Existem diversas formas de se interpretar a realidade. Seja por campo de saberes distintos, ou entrecruzados, seja por teóricos de linhas distintas, a forma de o olhar para o social é sempre múltipla e complexa. Porém, um elemento que pode ser considerado quase como um consenso é a importância das imagens na nossa atualidade. Isso é visto principalmente pelo uso cada dia maior de redes sociais digitais, que funcionam como meios digitais onde cada um irá compartilhar seu conteúdo, de acordo com as características de cada um dos sistemas sobre quais estas redes se estabelecem. Mas, ao olhar rapidamente pelas principais redes sociais, vemos como as imagens possuem predominância nos conteúdos divulgados, sejam por fotos ou vídeos, e nisso incluímos as redes que originalmente possuam sua base em textos, como Twitter e Facebook, e hoje incorporam estas mídias imagéticas em seu conteúdo de divulgação.


Quem vai pensar esta relação das imagens como meio de interação social é Guy Debord em seu livro "A Sociedade do Espetáculo", onde passamos do ter para o ser, e na atualidade para o parecer. Fazer ser visto é o papel de cada um dentro destas redes. Apontando como ao superar o paradigma da sobrevivência nossa sociedade se torna dependente da economia que a libera deste paradigma, e entendendo como, a partir dai, a mercadoria se torna o meio em que as relações sociais se estabelecem, ele observa que pelo acúmulo dessas mercadorias elas ganham uma nova característica: o espetáculo.
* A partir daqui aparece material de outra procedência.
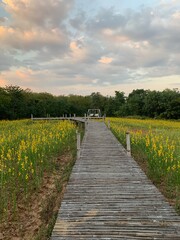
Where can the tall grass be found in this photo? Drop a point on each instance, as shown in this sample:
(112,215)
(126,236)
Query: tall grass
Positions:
(158,142)
(28,150)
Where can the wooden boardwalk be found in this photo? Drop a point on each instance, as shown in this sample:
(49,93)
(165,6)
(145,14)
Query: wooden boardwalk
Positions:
(109,197)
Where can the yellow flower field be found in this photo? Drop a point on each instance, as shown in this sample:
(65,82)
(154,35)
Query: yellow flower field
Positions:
(27,150)
(158,142)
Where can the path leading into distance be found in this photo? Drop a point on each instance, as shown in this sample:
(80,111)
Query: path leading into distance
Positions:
(109,196)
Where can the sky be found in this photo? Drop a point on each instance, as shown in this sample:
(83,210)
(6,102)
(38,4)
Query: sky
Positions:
(82,46)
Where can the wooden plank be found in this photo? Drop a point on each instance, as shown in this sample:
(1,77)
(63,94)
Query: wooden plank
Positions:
(109,196)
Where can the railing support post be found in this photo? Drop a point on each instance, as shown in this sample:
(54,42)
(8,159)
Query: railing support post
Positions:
(128,143)
(78,145)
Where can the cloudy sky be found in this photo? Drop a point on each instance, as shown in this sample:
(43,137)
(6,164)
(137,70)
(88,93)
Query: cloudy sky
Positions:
(84,46)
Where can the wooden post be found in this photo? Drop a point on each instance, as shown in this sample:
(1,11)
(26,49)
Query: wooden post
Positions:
(86,124)
(78,145)
(128,143)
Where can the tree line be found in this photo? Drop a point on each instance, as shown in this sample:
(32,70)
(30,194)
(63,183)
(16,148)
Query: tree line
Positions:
(17,103)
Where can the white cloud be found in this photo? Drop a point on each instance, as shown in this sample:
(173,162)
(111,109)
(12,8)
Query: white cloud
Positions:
(109,49)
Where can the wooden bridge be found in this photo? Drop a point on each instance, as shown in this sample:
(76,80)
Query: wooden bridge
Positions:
(109,197)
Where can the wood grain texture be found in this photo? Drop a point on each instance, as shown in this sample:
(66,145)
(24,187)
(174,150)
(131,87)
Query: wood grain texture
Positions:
(109,196)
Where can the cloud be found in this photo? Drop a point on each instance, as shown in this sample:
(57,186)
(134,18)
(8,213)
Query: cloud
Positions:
(67,48)
(38,13)
(105,60)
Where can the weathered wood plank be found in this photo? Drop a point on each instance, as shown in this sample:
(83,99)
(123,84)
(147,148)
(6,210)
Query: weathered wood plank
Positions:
(109,196)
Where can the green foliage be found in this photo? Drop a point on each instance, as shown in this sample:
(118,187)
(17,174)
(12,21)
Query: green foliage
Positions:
(16,103)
Este seria, por exemplo, o valor de imagem que é adicionado a uma mercadoria, como o valor de uma marca de roupa ou o modelo de um celular, que está para além do valor de uso. De qualquer forma, o que vemos na análise de Debord é o quanto esta mercadoria acumulada se torna o espetáculo, que tem por característica ser imagético por fazer ver. Assim, o que vemos nas redes sociais digitais é uma especialização na transmissão desse espetáculo.


Em cada rede social vemos como nossa interação se torna espetacular: estamos a todo momentos nos esforçando para "fazer ver" a nós mesmos, seja em nossas atividades cotidianas, seja mostrando nossas conquistas ou desabafos. O que Debord também aponta é que uma das características do espetáculo é a separação, a divisão. Sendo uma falsificação da vida, pois ele substitui a experiência pela imagem, como numa propaganda em que cada mercadoria substitui a própria experiência, o próprio espetáculo esconde essa miséria da experiência que ele provoca. Com isso, ele separa a todos, mas como iguais. Nos juntamos no espetáculo, mas como separados. Estamos todos na mesma rede, todos falando, mas ninguém escutando. Isso porque acreditamos que, ao compartilhar uma foto, um vídeo, uma opinião, um comentário, o que quer que seja, estamos nos relacionando, quando no fundo, nossa relação se dá com o espetáculo. O espetáculo tem por único objetivo retornar a si mesmo.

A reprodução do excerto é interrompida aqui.